A new survey of 112 lenders by mortgage giant Freddie Mac found that ARMs are starting to attract applicants again. Adjustables accounted for just 3 percent of new home loans in early 2009, but are projected to be the final choice for nearly one in 10 borrowers this year. In the jumbo and super-jumbo segments, the share will be even larger, said Freddie Mac chief economist Frank Nothaft.

How could this be, with fixed 30-year rates at half-century lows, hovering just under 5 percent? Isn't it axiomatic that it's always smarter to lock in a low fixed rate for as long as possible rather than to gamble on a loan whose rate might bounce around?

That logic still holds up for most people, but not for everybody. Here's why. The boom-era models of the ARM have pretty much disappeared - there are no more of the two-year adjustables that hooked record numbers of consumers in 2003 and 2004 with teaser rates that needed to be refinanced with heavy fees within 24 months. No more "pick-a-pay" ARMs that were mass-marketed with loosey-goosey underwriting and negative amortization.

The most popular ARM in the market today, according to the Freddie Mac survey, is the "5-1" hybrid. Its rate is fixed for the first five years, then adjusts annually for as long as 25 years, with protective rate limits to cushion payment shocks if rates suddenly spike. There are also "7-1" and "3-1" hybrids. The antique one-year ARM still is available but doesn't get a lot of takers.

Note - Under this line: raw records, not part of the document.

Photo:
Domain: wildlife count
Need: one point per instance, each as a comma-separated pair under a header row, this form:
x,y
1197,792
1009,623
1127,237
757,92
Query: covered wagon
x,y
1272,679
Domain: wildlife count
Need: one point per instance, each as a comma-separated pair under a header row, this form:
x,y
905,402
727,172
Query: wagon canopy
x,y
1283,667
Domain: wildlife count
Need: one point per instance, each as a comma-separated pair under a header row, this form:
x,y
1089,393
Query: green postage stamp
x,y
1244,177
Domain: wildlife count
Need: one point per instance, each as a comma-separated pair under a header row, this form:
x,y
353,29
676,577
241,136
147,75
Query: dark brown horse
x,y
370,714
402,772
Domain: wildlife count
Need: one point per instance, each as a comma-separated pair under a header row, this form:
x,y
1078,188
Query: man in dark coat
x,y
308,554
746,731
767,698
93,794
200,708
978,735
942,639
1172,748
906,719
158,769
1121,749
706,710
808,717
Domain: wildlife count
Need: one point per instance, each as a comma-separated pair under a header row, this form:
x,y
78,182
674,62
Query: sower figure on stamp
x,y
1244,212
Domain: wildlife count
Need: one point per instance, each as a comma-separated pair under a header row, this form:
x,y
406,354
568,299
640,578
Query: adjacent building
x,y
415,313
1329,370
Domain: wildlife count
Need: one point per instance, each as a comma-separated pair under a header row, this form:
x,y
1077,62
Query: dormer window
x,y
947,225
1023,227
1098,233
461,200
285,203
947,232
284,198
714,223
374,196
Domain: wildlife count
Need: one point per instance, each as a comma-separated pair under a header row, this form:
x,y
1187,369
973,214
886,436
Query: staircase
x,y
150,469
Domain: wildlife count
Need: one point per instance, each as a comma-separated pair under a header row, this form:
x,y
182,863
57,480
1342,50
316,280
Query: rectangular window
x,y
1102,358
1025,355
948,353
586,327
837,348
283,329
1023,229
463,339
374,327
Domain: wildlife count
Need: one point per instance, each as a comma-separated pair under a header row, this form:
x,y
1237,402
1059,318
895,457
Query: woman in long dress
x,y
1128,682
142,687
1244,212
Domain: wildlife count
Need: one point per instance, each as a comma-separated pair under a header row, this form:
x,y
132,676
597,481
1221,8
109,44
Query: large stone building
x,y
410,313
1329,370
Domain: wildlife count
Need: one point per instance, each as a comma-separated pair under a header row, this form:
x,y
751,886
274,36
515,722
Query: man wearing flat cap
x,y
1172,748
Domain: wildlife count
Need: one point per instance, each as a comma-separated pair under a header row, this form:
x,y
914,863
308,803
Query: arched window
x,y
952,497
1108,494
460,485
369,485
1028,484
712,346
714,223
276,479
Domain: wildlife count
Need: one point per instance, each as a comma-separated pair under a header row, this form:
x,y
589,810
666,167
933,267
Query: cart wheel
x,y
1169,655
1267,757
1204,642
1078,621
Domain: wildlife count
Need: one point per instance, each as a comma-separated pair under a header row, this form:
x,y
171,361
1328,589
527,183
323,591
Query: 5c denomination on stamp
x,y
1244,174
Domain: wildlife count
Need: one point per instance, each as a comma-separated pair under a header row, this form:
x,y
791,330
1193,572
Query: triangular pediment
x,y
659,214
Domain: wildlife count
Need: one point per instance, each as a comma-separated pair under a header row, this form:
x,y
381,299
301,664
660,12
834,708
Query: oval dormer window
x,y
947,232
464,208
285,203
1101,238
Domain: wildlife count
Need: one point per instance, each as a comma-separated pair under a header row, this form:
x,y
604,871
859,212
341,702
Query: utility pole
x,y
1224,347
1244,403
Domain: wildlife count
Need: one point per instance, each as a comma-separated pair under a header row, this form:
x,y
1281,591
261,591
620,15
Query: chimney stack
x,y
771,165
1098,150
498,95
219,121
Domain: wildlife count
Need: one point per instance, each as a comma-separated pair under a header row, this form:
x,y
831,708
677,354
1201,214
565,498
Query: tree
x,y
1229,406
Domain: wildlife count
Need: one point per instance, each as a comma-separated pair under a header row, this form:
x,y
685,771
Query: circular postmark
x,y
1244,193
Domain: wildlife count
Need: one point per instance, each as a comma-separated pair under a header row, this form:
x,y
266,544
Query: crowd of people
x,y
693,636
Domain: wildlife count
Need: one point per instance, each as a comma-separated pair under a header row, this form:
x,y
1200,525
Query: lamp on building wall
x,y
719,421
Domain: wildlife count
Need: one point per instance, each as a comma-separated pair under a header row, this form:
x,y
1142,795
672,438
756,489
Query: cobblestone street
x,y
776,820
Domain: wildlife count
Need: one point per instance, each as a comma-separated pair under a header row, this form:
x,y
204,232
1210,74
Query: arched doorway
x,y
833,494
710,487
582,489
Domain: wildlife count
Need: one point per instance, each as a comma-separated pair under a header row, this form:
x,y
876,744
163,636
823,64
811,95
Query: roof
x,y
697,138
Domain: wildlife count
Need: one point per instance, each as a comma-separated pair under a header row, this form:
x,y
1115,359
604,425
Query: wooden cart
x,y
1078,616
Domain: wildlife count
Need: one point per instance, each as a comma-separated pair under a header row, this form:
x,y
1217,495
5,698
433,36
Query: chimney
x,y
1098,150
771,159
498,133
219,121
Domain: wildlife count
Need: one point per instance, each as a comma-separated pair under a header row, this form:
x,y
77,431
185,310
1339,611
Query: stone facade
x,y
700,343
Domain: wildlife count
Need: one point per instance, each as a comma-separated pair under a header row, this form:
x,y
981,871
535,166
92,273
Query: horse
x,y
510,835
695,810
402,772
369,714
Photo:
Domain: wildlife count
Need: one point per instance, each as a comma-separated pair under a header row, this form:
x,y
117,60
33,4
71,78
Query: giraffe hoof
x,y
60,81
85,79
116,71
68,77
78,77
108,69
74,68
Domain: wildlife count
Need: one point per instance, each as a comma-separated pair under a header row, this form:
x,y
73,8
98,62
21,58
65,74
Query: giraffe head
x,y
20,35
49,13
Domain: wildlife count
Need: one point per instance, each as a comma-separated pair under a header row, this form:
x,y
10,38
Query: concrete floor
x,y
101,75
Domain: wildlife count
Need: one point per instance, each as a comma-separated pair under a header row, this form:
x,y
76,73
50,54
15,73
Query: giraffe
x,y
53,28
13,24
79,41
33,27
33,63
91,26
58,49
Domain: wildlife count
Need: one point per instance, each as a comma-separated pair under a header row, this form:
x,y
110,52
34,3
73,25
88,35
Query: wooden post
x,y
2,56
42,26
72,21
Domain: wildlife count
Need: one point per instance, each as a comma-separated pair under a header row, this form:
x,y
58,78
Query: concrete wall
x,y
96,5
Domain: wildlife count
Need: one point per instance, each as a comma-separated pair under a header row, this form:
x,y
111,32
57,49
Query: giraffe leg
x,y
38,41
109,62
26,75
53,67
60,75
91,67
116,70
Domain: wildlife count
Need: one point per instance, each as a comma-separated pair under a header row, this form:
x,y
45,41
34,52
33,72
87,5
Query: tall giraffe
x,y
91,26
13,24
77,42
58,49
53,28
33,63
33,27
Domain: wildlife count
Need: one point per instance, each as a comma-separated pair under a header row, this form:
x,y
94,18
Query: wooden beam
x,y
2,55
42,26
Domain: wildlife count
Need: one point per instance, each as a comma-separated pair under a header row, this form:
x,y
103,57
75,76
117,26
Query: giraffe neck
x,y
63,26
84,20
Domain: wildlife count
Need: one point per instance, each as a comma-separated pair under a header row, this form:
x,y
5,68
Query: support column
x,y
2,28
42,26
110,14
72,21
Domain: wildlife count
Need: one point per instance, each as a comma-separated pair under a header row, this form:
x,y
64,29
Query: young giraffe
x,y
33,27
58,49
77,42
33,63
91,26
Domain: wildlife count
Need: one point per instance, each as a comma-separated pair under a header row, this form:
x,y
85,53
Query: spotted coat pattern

The real key to the growing popularity of hybrid ARMs is in their pricing. Rates are significantly lower than on fixed 30-year alternatives, with no teasers or negative amortization involved. In some cases, they also come with other attractive terms, such as more flexible underwriting standards.

According to data supplied by Dan Green, a loan officer with Waterstone Mortgage in Cincinnati who writes the Mortgage Reports blog, the rate spread between 5-1 hybrid ARMs and 30-year fixed-rate loans has now widened to about 1.625 percentage points.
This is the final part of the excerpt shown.